For product profiling, porphyran was treated with BpGH16B or BpGH86A, and the reaction products were labeled with the fluorophore 2-aminoacridone (AMAC) and analyzed by carbohydrate polyacrylamide gel electrophoresis (PACE). Both BpGH86A and BpGH16A successively degraded the high-molecular-weight polysaccharide into smaller oligosaccharides of random size, apparent in the ladder-type pattern that is typical for endo-acting glycoside hydrolases (Fig. 2C). One well-resolved degradation product from both enzymes corresponded to a band that had the same mobility as an AMAC-labeled tetra-oligosaccharide standard derived from porphyran (L6S-G-L6S-G-AMAC), which is consistent with cleavage of the β-glycosidic linkage (for sugar residue nomenclature, see SI Appendix, Fig. S1). We further used TLC to analyze the reaction products of the different enzymes (Fig. 2E). BpGH16B showed a reaction profile similar to the β-porphyranase ZgPorA from Z. galactanivorans, with L6S-G∼ as a major end product (14). BpGH86A produced predominantly larger oligosaccharides, the smallest of which was the tetra-oligosaccharide L6S-G-L6S-G∼. Consistent with its agarolytic activity, BpGH16A had a different reaction profile than the porphyranases, yet a similar reaction profile to the β-agarase ZgAgaA; the major reaction products showed the typical blue color of neoagarooligosaccharides as observed with the resorcinol staining procedure (23). Combined, these results support the assignment of BpGH16A as a β-agarase, whereas BpGH16B and BpGH86A are β-porphyranases.

Crystal Structure of the Porphyranase BpGH86A.

After establishing that BpGH86A is a porphyranase, we determined its structure to 1.3-Å resolution.
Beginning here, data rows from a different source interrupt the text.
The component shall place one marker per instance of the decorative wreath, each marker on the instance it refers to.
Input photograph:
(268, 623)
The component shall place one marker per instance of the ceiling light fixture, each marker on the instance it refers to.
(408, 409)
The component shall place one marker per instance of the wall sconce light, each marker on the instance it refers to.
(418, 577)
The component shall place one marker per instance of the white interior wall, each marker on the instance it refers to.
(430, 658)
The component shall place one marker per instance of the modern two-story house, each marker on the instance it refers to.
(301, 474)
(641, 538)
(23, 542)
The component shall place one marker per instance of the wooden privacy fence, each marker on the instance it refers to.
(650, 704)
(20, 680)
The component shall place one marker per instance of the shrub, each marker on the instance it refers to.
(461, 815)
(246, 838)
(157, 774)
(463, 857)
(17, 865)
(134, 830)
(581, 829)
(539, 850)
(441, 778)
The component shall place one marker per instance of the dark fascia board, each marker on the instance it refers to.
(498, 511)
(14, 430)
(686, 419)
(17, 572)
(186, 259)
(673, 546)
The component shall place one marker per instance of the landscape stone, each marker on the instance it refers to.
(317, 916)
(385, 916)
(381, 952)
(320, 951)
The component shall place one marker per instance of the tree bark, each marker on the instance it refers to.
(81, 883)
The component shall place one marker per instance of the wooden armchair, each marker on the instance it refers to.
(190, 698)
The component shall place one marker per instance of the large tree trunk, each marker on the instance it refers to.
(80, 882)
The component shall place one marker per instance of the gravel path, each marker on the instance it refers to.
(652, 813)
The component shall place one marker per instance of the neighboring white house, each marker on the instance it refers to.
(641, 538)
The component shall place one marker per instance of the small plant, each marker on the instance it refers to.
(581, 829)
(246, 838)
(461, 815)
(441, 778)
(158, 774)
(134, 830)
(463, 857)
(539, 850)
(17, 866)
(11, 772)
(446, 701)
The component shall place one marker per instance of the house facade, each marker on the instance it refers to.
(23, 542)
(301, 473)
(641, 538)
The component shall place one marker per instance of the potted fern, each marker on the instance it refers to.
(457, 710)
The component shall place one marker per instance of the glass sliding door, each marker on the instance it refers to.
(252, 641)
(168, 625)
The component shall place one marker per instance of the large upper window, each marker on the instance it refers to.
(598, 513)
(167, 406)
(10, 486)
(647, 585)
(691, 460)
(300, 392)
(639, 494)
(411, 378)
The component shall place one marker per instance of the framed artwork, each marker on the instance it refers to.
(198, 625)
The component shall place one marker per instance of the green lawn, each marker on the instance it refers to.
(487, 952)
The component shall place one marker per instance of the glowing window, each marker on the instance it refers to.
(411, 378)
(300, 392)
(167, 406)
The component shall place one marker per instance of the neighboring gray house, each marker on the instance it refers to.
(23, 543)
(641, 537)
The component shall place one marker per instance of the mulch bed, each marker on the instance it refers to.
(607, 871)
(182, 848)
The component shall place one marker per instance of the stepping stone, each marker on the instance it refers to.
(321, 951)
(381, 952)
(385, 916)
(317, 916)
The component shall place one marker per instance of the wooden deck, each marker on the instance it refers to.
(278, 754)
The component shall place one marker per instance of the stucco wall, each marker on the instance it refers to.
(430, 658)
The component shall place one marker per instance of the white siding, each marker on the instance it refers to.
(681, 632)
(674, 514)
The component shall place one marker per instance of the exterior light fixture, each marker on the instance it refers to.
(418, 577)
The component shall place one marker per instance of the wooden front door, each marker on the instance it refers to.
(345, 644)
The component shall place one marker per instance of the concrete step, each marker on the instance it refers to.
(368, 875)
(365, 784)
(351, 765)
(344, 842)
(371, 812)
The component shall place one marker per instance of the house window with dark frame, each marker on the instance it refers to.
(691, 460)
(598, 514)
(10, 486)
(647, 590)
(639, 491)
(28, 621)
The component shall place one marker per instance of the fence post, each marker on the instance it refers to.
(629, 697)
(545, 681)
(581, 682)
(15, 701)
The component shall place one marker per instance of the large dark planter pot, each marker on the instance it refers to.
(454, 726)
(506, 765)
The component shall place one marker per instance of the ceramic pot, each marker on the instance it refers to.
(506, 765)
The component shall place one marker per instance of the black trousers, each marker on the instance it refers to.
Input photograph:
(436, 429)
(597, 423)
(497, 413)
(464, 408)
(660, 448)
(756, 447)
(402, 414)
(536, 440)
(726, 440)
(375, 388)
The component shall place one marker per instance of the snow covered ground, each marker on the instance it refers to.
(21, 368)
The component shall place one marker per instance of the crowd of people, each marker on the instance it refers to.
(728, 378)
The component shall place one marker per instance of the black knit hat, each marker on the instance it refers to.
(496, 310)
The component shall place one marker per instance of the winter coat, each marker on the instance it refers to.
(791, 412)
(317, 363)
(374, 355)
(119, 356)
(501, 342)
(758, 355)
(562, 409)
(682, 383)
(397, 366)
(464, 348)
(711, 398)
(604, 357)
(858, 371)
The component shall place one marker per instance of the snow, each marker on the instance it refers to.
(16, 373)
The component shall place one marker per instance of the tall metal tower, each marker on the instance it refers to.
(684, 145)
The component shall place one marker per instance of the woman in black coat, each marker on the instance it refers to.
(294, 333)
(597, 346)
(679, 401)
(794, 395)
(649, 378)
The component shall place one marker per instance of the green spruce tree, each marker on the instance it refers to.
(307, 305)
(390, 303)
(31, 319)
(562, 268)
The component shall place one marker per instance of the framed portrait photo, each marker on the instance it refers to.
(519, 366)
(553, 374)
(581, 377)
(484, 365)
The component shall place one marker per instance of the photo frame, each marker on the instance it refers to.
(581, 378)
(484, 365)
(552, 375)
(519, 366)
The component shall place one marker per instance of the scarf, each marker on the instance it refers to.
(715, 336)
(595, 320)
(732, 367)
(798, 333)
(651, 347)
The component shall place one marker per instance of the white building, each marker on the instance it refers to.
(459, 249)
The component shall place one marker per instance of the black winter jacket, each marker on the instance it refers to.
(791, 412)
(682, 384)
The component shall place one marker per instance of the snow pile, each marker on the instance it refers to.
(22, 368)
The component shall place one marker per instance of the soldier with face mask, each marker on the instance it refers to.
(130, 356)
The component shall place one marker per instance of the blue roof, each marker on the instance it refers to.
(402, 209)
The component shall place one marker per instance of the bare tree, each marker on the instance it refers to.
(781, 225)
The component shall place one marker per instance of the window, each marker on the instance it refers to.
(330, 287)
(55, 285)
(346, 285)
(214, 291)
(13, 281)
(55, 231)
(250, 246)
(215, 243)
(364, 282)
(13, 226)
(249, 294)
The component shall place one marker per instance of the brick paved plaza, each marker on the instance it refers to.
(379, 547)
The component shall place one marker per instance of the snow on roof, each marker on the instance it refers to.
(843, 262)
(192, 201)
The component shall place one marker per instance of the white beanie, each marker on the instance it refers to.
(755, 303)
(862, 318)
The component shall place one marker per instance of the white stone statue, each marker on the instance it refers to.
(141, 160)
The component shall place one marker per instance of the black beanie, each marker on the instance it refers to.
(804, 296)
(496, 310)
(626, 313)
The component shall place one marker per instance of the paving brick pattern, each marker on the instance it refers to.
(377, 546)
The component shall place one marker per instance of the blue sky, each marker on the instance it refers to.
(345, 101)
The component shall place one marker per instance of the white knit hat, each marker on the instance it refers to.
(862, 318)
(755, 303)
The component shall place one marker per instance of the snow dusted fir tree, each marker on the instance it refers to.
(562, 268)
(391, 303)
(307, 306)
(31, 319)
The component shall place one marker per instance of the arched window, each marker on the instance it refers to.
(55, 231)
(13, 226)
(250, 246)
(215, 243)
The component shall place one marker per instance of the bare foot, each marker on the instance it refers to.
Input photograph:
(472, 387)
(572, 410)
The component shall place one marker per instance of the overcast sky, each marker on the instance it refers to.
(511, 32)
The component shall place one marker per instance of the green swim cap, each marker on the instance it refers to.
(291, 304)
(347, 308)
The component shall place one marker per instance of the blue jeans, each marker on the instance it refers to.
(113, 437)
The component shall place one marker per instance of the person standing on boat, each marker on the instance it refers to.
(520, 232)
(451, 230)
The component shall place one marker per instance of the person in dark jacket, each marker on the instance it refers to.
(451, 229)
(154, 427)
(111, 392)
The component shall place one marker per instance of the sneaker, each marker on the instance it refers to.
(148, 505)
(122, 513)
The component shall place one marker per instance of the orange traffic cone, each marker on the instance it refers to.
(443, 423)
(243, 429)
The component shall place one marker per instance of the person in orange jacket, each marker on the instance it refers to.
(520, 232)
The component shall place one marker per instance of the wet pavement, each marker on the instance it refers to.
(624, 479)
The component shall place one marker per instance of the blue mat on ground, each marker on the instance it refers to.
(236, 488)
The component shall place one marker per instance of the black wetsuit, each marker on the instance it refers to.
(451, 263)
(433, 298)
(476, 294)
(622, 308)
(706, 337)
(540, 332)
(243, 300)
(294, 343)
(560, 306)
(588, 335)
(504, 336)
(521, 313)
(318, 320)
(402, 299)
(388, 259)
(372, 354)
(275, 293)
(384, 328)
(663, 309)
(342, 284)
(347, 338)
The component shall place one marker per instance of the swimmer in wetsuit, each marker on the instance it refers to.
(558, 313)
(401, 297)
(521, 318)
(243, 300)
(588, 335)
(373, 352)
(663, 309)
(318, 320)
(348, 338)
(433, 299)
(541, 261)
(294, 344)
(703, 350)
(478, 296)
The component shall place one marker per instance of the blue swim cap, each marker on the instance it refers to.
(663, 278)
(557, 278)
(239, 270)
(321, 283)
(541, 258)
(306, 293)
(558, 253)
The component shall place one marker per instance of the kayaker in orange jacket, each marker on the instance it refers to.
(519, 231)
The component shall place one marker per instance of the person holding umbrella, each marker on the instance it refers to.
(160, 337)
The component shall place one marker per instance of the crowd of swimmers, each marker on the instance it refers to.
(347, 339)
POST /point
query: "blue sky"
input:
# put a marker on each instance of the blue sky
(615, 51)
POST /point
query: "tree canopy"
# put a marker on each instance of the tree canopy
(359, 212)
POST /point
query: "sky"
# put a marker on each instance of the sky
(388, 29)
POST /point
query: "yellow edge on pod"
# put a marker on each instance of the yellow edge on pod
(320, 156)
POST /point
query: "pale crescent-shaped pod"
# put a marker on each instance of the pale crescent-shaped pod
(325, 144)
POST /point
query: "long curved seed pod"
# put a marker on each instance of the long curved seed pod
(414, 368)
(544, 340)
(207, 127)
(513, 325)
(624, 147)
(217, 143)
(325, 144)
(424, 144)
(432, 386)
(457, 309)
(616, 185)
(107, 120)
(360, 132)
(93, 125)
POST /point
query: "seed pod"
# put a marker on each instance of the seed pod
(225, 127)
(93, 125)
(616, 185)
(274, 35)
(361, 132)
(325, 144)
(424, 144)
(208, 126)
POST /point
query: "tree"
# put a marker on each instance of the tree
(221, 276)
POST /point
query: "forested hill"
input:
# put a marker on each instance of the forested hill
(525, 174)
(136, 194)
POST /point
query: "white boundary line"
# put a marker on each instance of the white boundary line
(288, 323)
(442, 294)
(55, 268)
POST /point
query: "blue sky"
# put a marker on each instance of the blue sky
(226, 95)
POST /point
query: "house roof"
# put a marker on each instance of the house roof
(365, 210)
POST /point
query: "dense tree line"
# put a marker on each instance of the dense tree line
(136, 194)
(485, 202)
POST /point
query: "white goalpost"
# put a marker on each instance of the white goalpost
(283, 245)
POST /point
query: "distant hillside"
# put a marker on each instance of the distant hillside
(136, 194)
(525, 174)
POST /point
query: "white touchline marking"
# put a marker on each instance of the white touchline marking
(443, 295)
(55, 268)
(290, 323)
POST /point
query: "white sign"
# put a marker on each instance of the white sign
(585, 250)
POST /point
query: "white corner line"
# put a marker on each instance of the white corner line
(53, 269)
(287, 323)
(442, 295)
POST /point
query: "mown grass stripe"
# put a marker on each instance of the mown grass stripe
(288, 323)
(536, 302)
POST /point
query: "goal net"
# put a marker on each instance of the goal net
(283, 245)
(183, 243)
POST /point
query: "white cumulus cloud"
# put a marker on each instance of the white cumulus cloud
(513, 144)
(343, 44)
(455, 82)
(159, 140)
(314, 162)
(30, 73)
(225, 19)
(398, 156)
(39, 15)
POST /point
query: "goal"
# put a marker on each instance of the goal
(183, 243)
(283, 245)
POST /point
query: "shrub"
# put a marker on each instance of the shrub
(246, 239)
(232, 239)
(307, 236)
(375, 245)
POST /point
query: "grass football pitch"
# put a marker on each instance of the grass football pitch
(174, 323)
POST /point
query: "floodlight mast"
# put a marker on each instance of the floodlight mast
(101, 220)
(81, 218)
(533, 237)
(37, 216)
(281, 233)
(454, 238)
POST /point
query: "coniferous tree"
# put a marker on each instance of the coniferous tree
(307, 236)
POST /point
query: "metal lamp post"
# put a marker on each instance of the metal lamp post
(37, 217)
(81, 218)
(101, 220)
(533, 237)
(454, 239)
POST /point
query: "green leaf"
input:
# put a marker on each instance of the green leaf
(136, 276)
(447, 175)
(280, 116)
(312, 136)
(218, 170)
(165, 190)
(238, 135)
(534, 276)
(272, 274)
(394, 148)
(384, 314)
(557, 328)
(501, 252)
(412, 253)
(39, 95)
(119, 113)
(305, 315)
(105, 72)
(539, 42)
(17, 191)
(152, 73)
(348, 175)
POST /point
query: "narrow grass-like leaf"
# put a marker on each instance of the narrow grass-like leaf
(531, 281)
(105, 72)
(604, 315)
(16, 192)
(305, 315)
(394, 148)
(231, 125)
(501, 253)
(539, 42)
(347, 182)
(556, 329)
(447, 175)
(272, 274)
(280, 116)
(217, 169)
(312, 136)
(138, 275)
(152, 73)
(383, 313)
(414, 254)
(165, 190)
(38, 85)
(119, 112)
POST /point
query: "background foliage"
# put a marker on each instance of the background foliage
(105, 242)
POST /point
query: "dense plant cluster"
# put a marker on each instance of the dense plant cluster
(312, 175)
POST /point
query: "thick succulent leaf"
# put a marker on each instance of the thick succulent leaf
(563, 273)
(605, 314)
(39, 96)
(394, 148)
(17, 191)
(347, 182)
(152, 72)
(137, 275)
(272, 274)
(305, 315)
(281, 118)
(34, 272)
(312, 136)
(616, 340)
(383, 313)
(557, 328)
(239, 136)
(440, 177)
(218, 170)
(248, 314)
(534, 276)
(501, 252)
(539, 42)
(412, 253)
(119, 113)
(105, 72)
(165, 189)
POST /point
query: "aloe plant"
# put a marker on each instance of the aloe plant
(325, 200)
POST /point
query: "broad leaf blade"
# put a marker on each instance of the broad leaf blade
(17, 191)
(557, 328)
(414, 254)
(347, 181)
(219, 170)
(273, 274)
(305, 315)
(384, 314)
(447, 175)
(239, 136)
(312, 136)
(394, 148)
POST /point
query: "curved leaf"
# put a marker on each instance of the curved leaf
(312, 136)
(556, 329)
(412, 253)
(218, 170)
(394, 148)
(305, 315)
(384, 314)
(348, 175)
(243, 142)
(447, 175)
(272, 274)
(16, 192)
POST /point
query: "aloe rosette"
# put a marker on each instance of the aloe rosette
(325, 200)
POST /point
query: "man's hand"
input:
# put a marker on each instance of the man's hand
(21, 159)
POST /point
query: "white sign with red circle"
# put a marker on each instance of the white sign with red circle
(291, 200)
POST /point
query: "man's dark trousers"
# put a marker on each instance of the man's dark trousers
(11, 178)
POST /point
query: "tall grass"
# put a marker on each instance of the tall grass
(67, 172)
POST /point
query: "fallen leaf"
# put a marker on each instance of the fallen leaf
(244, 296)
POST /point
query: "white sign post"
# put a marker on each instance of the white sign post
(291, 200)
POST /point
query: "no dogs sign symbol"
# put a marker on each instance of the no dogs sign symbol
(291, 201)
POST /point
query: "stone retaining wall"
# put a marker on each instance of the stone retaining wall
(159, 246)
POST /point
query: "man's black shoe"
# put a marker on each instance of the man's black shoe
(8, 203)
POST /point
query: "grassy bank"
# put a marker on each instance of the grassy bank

The structure of BpGH86A, comprising the catalytic domain (residues 25–599) (Fig. 3A), revealed a multidomain architecture consisting of an N-terminal (β/α)8 barrel and two C-terminal β-sandwich domains, which align via their convex faces to the exterior of the (β/α)8 barrel and connect with two N-terminal β-strands that become part of these C-terminal β-sandwich domains (Fig. 3B; data collection and refinement statistics are summarized in SI Appendix, Table S1). The (β/α)8 barrel fold, or TIM-barrel, is found in glycoside hydrolases belonging to clans GH-A,D,H,K, and it generally forms a closed ring structure (24), the center of which harbors the catalytic residues. In BpGH86A, the distal part of the barrel lacks the helix α2 in the outer ring and parts of the surface loops, which form the rim in the canonical (β/α)8 barrel fold. The absence of this distal α-helix and associated loops shapes the structure of the enzyme into an open toroid, further accentuating an already pronounced cleft of ∼40-Å length (SI Appendix, Fig. S4A), which is longer than in BpGH16B (∼32 Å; SI Appendix, Fig. S5A) and consistent with the longer oligosaccharides produced by BpGH86A.

Fig. 3.

Fig. 3.

The structure of BpGH86A features a toroid-TIM barrel with an extended substrate binding cleft and two accessory β-sandwich domains and the complex with porphyran/agarose hexasaccharide supports a retaining mechanism. (A) The primary structure of BpGH86A consists of an N-terminal signal peptide, the central part which contains the catalytic TIM barrel domain of family GH86 and a C-terminal domain of unknown function. (B) Cartoon plot of the catalytic domain, color ramped from blue (N terminus) to red (C terminus) and with a view centered on the active site with the two putative catalytic residues and of the back of the enzyme where the two N-terminal β-sheets complement the C-terminal β-sandwich domains. (C) Stick representation showing the hydrophobic, ionic, and hydrogen-bond interactions between enzyme and the bound hexasaccharide. (D) Surface representation with the hexasaccharide bound to the − subsites with the putative nucleophile in magenta and the putative acid/base colored with a red surface. (E) The electron densities of the G in subsite −1, the acid/base glutamate in its double conformation, and the nucleophile are shown in a gray mesh as a refined maximum likelihood/σa-weighted 2FoFc map contoured at 1σ (0.19 e/Å3). (F) The conformation of the catalytic acid/base residue (Glu-152-A) that engages the β-anomer of the g in subsite −1 is depicted. (G) The conformer of the acid/base glutamate that interacts with the α-anomer is presented.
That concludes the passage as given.